Untung yang juga sebagai Ketua RT 18/RW 5 Dusun Kedayon, Desa Sumput itu menolak halus saat Surya meminta penjelasan detail kronologi pernikahan tersebut. “Dulu ya keluarga tidak tahu, tahunya ya akhir-akhir ini dan masalah sudah selesai kok,”jawabnya. Dia berucap masalah itu muncul karena ada warga yang tidak senang dengan keluarganya.
Dia menyebut kedatangan warga ke rumahnya sebagai ketua RT justru sebagai ajang untuk menyelesaikan masalah tersebut. “Mohon maaf ya,” katanya mengakhiri pembicaraan seraya kembali meneruskan pekerjaannya membuat makanan, saat Surya menemuinya di Dusun Kedayon, Rabu (6/4) sore.
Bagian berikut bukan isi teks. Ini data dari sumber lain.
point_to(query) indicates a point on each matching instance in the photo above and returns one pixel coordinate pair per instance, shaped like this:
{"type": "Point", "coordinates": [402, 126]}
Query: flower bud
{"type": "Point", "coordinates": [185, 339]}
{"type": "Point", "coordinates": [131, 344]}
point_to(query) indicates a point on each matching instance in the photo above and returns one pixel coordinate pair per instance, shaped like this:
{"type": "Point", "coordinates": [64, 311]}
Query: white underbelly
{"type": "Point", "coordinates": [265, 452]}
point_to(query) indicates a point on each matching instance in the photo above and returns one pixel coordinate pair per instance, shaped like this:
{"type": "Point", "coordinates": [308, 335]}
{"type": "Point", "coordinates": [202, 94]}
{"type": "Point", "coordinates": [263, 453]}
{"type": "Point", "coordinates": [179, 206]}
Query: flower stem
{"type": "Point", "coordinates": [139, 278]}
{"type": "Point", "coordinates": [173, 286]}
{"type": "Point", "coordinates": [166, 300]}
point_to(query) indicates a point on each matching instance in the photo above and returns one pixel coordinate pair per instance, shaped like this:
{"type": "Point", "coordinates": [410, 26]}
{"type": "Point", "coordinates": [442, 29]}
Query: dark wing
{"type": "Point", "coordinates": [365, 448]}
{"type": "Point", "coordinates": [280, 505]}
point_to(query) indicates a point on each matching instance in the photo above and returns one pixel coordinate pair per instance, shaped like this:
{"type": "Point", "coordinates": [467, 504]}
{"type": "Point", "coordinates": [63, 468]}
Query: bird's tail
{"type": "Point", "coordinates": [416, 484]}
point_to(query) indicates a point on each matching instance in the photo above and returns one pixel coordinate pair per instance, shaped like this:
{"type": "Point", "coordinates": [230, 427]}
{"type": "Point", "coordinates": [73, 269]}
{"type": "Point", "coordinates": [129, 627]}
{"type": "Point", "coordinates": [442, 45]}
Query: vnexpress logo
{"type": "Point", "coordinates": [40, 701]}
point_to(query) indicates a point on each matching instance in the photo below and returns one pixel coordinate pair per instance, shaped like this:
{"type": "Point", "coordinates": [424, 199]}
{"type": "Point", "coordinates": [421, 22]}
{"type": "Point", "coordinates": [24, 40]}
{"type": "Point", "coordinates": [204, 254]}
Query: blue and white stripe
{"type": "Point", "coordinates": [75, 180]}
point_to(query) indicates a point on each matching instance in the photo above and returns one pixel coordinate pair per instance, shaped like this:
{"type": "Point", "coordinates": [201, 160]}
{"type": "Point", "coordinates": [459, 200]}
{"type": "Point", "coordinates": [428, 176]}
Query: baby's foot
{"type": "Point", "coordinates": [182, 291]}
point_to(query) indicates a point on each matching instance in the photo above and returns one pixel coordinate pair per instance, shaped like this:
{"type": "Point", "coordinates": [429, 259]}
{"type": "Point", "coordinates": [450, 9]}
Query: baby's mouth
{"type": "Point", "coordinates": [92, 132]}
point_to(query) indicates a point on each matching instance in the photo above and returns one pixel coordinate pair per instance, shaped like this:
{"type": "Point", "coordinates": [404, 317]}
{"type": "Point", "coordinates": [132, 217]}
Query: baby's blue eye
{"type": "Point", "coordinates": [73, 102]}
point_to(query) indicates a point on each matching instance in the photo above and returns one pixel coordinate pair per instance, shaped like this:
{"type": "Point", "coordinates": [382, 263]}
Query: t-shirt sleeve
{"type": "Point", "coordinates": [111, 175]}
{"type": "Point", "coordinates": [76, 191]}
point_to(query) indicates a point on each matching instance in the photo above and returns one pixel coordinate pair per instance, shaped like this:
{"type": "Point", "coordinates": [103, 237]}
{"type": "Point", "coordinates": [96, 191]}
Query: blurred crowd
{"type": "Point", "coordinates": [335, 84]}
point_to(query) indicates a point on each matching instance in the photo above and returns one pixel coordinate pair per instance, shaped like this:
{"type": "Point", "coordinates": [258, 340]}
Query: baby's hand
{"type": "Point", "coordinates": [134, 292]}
Menurut sejumlah literatur, pernikahan antara dua orang yang masih mempunyai hubungan darah dekat (hubungan sumbang/Inggris: incest) diketahui berpotensi tinggi menghasilkan keturunan yang secara biologis lemah, baik fisik maupun mental (cacat), atau bahkan letal (mematikan).
Karena itulah, hubungan sumbang tidak dikehendaki pada hampir semua masyarakat dunia. Semua agama besar dunia melarang hubungan sumbang. Di dalam aturan agama Islam (fiqih), misalnya, dikenal konsep muhrim yang mengatur hubungan sosial di antara individu-individu yang masih sekerabat. Bagi seseorang tidak diperkenankan menjalin hubungan percintaan atau perkawinan dengan orangtua, kakek atau nenek, saudara kandung, saudara tiri (bukan saudara angkat), saudara dari orangtua, kemenakan, serta cucu.
Konsep muhrim itu juga diatur dalam Pasal 8 UU Nomor 1 Tahun 1974 tentang Perkawinan. Isinya kurang lebih sama melarang perkawinan antara dua orang yang berhubungan darah dekat.